I am trying to implement logistic regression from scratch. Here I got confused that initially we got a single random value for the weight. However, as the process goes. I found that the final result of the training gives multiple weights (matches to the number of data points in the training set). I completely got no Idea here since the predictions are working properly yet I think it does not make any sense to have multiple weights for a single feature.

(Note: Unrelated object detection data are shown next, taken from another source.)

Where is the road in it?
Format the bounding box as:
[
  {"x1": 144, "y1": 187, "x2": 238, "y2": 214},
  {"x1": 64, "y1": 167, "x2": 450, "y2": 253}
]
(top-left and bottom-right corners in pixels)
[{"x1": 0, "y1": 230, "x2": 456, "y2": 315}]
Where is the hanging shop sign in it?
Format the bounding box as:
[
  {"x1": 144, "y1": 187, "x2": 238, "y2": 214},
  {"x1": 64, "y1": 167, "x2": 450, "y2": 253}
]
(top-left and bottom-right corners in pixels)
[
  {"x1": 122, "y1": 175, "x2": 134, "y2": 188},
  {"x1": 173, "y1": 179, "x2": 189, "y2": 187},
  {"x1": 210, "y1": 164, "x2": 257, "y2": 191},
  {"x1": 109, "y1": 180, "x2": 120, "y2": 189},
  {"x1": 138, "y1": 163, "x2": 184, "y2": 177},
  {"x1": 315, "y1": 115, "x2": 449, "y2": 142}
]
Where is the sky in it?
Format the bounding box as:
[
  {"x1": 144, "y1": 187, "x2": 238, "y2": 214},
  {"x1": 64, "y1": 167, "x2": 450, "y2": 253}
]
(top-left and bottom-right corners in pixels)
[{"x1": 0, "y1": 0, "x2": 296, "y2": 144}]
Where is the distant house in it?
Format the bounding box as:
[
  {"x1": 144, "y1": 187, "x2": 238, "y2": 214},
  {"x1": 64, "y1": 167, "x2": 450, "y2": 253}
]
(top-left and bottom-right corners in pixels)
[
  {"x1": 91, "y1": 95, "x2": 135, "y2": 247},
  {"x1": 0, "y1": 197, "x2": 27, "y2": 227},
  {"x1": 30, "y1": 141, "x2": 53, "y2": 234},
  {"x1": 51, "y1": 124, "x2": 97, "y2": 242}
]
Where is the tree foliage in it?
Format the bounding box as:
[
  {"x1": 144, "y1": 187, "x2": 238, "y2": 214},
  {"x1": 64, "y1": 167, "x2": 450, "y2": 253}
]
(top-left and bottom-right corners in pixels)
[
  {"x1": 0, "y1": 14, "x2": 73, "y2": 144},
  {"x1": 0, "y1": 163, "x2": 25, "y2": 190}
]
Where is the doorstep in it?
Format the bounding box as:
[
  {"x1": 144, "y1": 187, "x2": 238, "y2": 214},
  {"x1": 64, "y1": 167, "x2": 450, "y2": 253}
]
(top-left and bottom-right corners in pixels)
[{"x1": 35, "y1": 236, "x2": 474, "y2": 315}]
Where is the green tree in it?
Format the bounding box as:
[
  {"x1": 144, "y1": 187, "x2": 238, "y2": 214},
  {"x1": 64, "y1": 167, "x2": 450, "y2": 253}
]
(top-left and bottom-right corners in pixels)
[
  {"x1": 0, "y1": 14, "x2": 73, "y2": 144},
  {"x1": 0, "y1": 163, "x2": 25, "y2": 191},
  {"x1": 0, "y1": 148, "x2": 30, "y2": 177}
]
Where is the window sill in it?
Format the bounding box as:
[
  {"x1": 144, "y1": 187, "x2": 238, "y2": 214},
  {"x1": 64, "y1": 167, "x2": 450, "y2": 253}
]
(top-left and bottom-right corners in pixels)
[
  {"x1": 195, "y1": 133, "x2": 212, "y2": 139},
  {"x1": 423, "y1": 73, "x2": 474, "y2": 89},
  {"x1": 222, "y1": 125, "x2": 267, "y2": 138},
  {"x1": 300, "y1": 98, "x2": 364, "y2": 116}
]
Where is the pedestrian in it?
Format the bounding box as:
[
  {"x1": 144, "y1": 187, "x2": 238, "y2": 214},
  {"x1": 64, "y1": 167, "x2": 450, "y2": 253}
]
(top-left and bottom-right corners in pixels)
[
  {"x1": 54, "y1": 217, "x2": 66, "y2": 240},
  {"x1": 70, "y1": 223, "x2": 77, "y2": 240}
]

I've also mentioned my problems in the code below.

np.random.seed(100)
class LogisticRegression:

def sigmoid(self, z): return 1 / (1 + np.e**(-z))

def cost_function(self, X, y, weights):                 
    z = X*weights
    predict_1 = y * np.log(self.sigmoid(z))
    predict_0 = (1 - y) * np.log(1 - self.sigmoid(z))
    #print(-sum(predict_1 + predict_0) / len(X))
    return -sum(predict_1 + predict_0) / len(X)

def fit(self, X, y, epochs=250, lr=0.05):        
    loss = []
    weights = np.rand()    # Initially weights here is a single number...
    N = len(X)
             
    for _ in range(epochs):
        # Gradient Descent
        y_hat = self.sigmoid(X*weights)
        weights -= lr * X*(y_hat - y) / N    # ...But then the number of weights 
                                             # become equal to the number of
                                             # data points at this line...
        # Saving Progress
        loss.append(self.cost_function(X, y, weights)) 
        
    self.weights = weights
    self.loss = loss
    print('weights:', weights)     # ...Which causes us to get different 
                                   # weight for each data points.
                                   # How can I plot the final logistic curve then
                                   # if I got multiple final weights?
    #print(loss)

def predict(self, X):        
    # Predicting with sigmoid function
    z = X*self.weights
    # Returning binary result
    return [1 if i > 0.5 else 0 for i in self.sigmoid(z)]
    #print(self.sigmoid(z))
clf = LogisticRegression()
clf.fit(X,y)
clf.predict(X)

enter image description here

1

1 Answers

0
votes

The weight increement should include a sum over the datapoints. Take a look at this page for more details about the backpropagation derivation.

So the weights should be updated with something like:

weights -= lr * sum(X*(y_hat - y)) / N

instead of:

weights -= lr * X*(y_hat - y) / N

With this, you only get one weight as expected.